Un projet pharaonique qui se fait bien trop attendre

L'idée du MOSE a germé dans les années 1970, après le traumatisme infligé par l'"acqua alta" de 1966, qui avait inondé et paralysé la ville tout entière pendant plus d'une semaine. L'idée est simple, mais le chantier pharaonique : il s’agit d’implanter au fond des trois ouvertures qui relient la lagune à l’Adriatique, sur une largeur totale de 1.600 mètres, 78 digues flottantes capables de protéger la ville de marées atteignant jusqu'à 3 mètres. Fixées à des charnières, ces barrières flottantes se lèveraient pour fermer la lagune dès le niveau d'alerte, fixé à 110 cm. Elles reprendraient ensuite leur position initiale une fois le niveau de l'eau abaissé.

En vidéo

Venise sauvée des eaux ? Le projet de digue géante en images

Lancé en 2003, le chantier devait se terminer en 2011, pour un coût de 1,5 milliard d’euros. Il en a finalement englouti 5,5 et n'est toujours pas achevé. La date de livraison est sans cesse repoussée par le Consorzio Venezia Nuova (CVN), qui dirige les travaux. Selon un bilan du consortium qui s'est tenu au mois de septembre, le MOSE devrait être achevé en juin 2020 pour être livré, après une phase de tests, fin 2021.

Lire aussi

Une digue coulée par la corruption

Si les retards et les surcoûts s'accumulent, cela est en partie dû aux différents scandales de corruption qui ont fait sombrer petit à petit le projet. En 2014, l'implication d'une centaine de personnes, parmi lesquels des dizaines d'artisans et de politiques, a été révélée dans des affaires de surfacturations et de rétrocommissions. Trente-cinq personnes ont été arrêtées, dont le maire de l'époque, Giorgio Orsoni.

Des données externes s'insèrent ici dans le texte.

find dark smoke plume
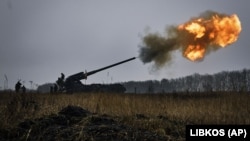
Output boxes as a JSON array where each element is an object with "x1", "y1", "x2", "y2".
[{"x1": 139, "y1": 11, "x2": 241, "y2": 68}]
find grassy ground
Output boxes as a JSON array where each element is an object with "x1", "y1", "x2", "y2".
[{"x1": 0, "y1": 93, "x2": 250, "y2": 138}]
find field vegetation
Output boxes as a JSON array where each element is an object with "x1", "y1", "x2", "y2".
[{"x1": 0, "y1": 92, "x2": 250, "y2": 140}]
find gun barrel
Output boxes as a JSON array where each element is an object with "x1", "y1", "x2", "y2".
[{"x1": 86, "y1": 57, "x2": 136, "y2": 76}]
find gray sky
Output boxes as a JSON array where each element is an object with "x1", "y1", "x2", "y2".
[{"x1": 0, "y1": 0, "x2": 250, "y2": 89}]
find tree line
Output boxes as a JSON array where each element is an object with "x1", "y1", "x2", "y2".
[{"x1": 123, "y1": 69, "x2": 250, "y2": 93}]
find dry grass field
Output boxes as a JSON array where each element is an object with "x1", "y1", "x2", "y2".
[{"x1": 0, "y1": 92, "x2": 250, "y2": 140}]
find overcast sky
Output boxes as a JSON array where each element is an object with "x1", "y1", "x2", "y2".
[{"x1": 0, "y1": 0, "x2": 250, "y2": 89}]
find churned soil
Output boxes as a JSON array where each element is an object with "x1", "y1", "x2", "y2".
[{"x1": 0, "y1": 105, "x2": 171, "y2": 141}]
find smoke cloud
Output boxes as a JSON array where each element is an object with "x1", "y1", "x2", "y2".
[{"x1": 139, "y1": 11, "x2": 241, "y2": 68}]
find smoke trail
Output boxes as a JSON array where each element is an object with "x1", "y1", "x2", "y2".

Aujourd'hui, le CVN tente de réparer les dégâts et de poursuivre le travail, sous la tutelle d’une administration spéciale nommée depuis Rome. Le chemin semble malgré tout encore long. En 2018, un député du parti démocratique, Nicola Pellicani, avait ainsi interpellé ses confrères en dénonçant un chantier "en état d'abandon complet", rapporte le quotidien Il Giornale qui craint que les coûts de manutention ne dépassent les coûts de constructions, "tandis que la rouille envahit peu à peu les écluses construites il y des années mais pas encore entrées en fonction".